Patricia, David et toute leur classe de 6è se trouvaient, avec leurs profs, dans le cadre d’une classe découverte, sur le domaine de Bruté, à Belle-Ile-en-mer.
Des animateurs les encadraient, ils avaient un code vestimentaire : bas noir et haut blanc. Cela permettait de les reconnaître.

David eut tout de suite le réflexe de dire :
- Faut faire des provisions de corn-flakes !

Dehors, la tempête se déchainait. Un éclair foudroya un arbre qui s’enflamma. On aurait dit que cette tempête voulait tuer, noyer, foudroyer.
La panique à présent était présente aussi bien chez les professeurs que chez les élèves.
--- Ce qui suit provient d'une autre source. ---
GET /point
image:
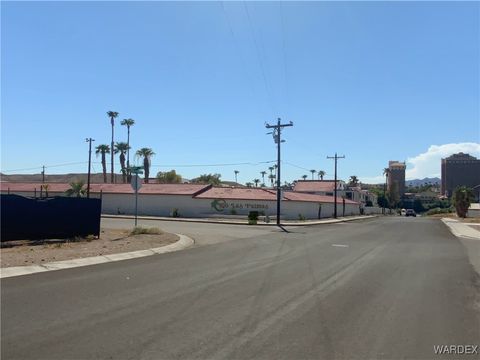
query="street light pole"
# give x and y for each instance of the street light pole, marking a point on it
(89, 140)
(277, 131)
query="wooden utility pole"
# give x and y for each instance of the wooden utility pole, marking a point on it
(336, 157)
(277, 132)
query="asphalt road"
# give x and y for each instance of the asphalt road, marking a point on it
(386, 288)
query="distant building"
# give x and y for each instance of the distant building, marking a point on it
(396, 177)
(459, 170)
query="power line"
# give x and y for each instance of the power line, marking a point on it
(336, 157)
(277, 136)
(252, 31)
(224, 164)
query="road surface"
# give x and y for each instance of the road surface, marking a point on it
(386, 288)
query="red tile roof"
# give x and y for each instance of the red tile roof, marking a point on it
(298, 196)
(314, 185)
(237, 194)
(194, 190)
(160, 189)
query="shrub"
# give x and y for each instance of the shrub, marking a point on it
(252, 217)
(142, 230)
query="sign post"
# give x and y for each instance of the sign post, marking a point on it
(136, 185)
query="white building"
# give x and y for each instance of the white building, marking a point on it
(191, 200)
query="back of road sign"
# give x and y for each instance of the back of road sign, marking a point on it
(136, 183)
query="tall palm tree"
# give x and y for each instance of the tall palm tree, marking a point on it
(112, 115)
(122, 148)
(128, 123)
(103, 149)
(146, 154)
(386, 172)
(263, 173)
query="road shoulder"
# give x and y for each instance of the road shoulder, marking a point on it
(182, 243)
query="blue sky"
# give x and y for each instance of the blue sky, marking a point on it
(374, 81)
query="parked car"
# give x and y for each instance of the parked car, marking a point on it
(410, 212)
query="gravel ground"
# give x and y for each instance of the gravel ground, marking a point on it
(112, 241)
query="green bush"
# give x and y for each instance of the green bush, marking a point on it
(142, 230)
(439, 211)
(252, 217)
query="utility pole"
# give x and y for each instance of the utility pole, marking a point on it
(89, 140)
(277, 132)
(336, 157)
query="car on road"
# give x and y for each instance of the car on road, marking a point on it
(410, 212)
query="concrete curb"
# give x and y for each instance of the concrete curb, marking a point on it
(230, 222)
(181, 244)
(461, 230)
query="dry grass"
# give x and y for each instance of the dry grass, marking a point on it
(138, 230)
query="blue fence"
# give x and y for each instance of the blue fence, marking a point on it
(50, 218)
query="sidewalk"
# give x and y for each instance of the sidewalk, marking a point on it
(460, 229)
(244, 222)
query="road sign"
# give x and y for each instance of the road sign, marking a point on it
(136, 169)
(136, 183)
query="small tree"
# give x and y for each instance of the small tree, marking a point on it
(76, 189)
(462, 198)
(213, 179)
(169, 177)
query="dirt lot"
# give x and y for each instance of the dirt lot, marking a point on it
(25, 252)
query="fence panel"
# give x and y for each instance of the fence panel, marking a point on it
(50, 218)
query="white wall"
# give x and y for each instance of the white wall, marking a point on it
(163, 205)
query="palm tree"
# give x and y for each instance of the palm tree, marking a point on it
(112, 115)
(122, 148)
(263, 173)
(103, 149)
(271, 169)
(76, 188)
(128, 123)
(386, 172)
(462, 198)
(353, 180)
(146, 154)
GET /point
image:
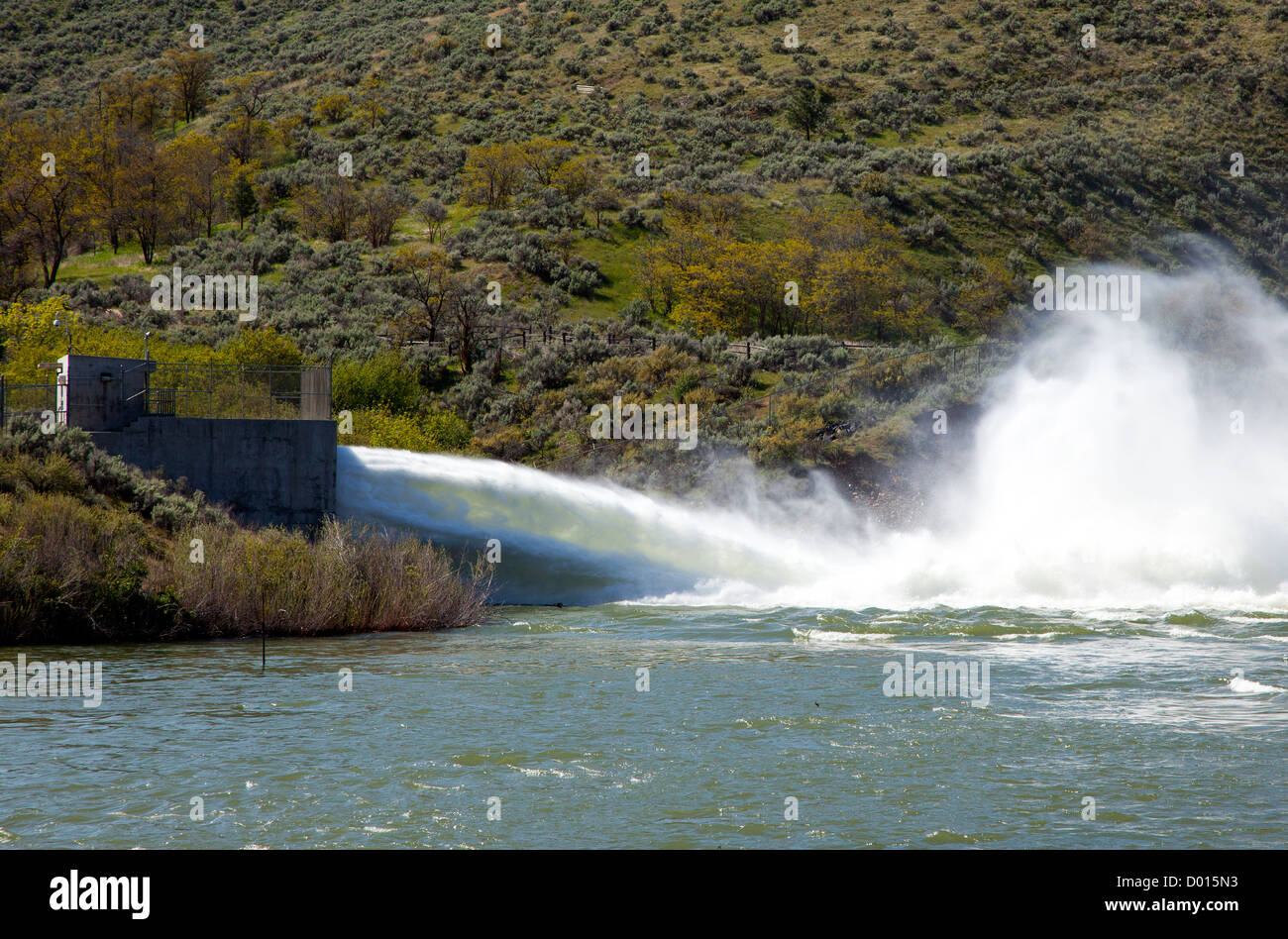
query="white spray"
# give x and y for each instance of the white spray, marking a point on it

Tous les jeunes gens se réunirent en salle de jeu. Patricia monta sur une petite scène de théâtre. Elle espérait capter l’attention mais elle n’était pas très imposante. Plus petite que les autres élèves, elle était mignonne, rousse, les cheveux jusqu’aux épaules, avait assez de caractère mais on ne faisait pas trop attention à elle. Une fille discrète et sensible.
David lui était un garçon dynamique, châtain, taille moyenne, yeux marron doré, le petit intello de la bande, toujours là pour les autres. Pantalons marrons, pull clair, manteau noir.
Sans doute qu’il était amoureux de Patricia.

David, justement, essayait de téléphoner.
- Je vais appeler mes parents, dit-il, ils me manquent énormément, je veux les prévenir qu’on aura du retard…
Mais après plusieurs tentatives, il vit un message sur son portable qui annonçait qu’il n’y avait pas de réseau !
Pas de réseau ? pourquoi pas de réseau ?
« Mais c’est terrible, qu’est ce qu’on va faire, pensa le garçon.
Puis il ajouta :
« On ne peut pas mieux être servi que par soi-même. Je propose qu’on élucide ce mystère. On va faire une enquête pour savoir pourquoi le réseau est coupé. On commencera demain matin.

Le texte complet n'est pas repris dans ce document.